A Cal Lutheran University spokeswoman said after a recent campus rape that she knew of no other sexual attacks in the history of the Thousand Oaks campus, but a review of security records shows three such cases since 1997.

In the most recent case, 18-year-old freshman Alejandro Castaneda was jailed and charged with six felonies stemming from an attack on a 17-year-old freshman girl on Oct. 15. Included are three charges of forcible oral copulation, one of forcible sodomy, one of forcible rape and one of penetration with a foreign object.

For the record:

12:00 AM, Nov. 18, 1999 For the Record
Los Angeles Times Thursday November 18, 1999 Ventura County Edition Metro Part B Page 4 Zones Desk 2 inches; 44 words Type of Material: Correction
Crime Watch--An item in Monday’s Crime Watch column inaccurately characterized remarks made by a Cal Lutheran spokeswoman about sexual assaults on the Thousand Oaks campus. The spokeswoman acknowledged that there had been three rapes on the campus since 1997 and provided crime statistics on those attacks.

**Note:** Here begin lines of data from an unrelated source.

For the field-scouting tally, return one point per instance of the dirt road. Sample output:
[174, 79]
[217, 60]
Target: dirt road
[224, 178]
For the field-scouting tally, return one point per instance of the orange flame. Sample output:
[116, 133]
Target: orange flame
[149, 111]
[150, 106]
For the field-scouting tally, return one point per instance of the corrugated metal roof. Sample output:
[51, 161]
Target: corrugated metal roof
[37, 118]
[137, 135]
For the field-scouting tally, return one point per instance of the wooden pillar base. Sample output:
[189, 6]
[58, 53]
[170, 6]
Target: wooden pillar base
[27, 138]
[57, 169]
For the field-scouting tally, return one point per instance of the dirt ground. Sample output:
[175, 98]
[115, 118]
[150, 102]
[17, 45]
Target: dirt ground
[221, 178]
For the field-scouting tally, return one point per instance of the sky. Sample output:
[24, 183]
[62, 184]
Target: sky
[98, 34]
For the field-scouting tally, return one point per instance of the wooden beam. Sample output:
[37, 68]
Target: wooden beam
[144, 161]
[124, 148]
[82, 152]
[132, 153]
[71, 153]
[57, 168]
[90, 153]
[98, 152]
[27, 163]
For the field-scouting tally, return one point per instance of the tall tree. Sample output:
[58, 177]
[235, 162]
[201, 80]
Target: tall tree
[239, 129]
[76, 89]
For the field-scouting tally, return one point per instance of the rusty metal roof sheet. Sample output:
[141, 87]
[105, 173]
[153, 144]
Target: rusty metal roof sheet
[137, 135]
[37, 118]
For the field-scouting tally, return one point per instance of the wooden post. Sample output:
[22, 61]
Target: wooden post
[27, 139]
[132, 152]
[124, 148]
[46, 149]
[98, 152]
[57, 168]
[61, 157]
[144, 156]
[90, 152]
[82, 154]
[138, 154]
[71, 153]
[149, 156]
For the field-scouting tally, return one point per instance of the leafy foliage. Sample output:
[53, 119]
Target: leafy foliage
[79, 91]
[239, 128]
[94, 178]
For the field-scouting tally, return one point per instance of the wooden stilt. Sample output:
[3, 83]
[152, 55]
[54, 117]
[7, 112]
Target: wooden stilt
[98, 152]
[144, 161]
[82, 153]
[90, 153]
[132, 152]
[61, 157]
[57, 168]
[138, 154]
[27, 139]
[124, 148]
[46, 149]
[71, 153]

In the other cases, one each in 1997 and 1998, two people reported being the victims of a “forcible sex offense” that occurred on campus, according to campus police statistics provided later by the university spokeswoman.

In the earlier cases, the allegations were told to a counselor or therapist at offices either on or off campus who then reported the crimes to campus security officials.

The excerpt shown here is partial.